While this diet presents benefits including reduced low-grade chronic inflammation associated with a host of proinflammatory diseases, weight loss, boosted mental clarity, etc., many individuals have cited negative outcomes, including initial irritability and low sustainability in the long-term. In addition to having to adapt to the new coronavirus era, people would be forced to adapt to the new challenges and experiences that the ketogenic diet brings. “When people are in a stressful environment, they tend to not go to the unfamiliar. It’s a little hard to get people to think out of the box in crisis mode”, said the physician I spoke to.
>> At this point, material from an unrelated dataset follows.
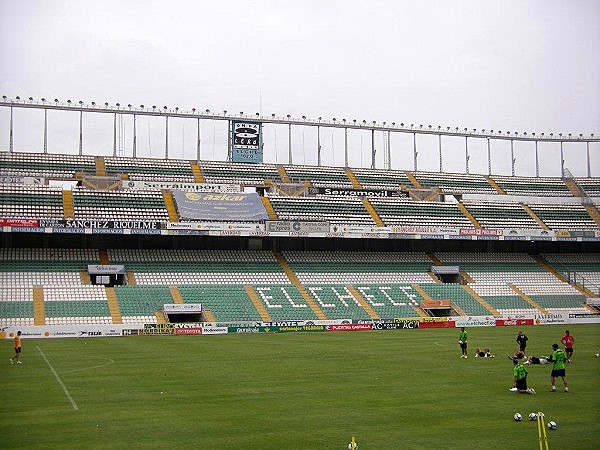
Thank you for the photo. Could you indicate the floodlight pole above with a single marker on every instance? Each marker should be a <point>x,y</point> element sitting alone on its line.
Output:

However, a study from UCSF shows that even slight restriction, not just complete ketosis, can positively affect the gut microbiome, so some of the effects of the diet can be conferred quite quickly. This evidence explains that even in a short duration of employing the ketogenic diet, some of its anti-inflammatory benefits can be reaped quickly, eliminating any adaption or commitment to the diet that people would otherwise find to be unsustainable. While restrictive ketogenic diets can be employed to severely ill coronavirus patients who present otherwise few options for treatment, the data show that some of the conferred benefits are obtained rapidly and have a lasting impact on patient outcomes.

Understanding the comorbidity of disease with the coronavirus has remained an elucidating point for future treatment. In understanding how the ketogenic diet has improved COVID-19 patient outcomes, we create the opportunity to not only better understand the mechanisms by which COVID-19 spreads and is transmitted, but also to shed light on potential therapeutic approaches to other proinflammatory diseases, and how we can take preventative measures to mitigate risk of these diseases. Despite the broader positive implications of ketogenic diet employment, there is still more to learn about the coronavirus. With so much currently unclear, further studies are warranted to analyze the comorbidity of coronavirus and inflammatory diseases.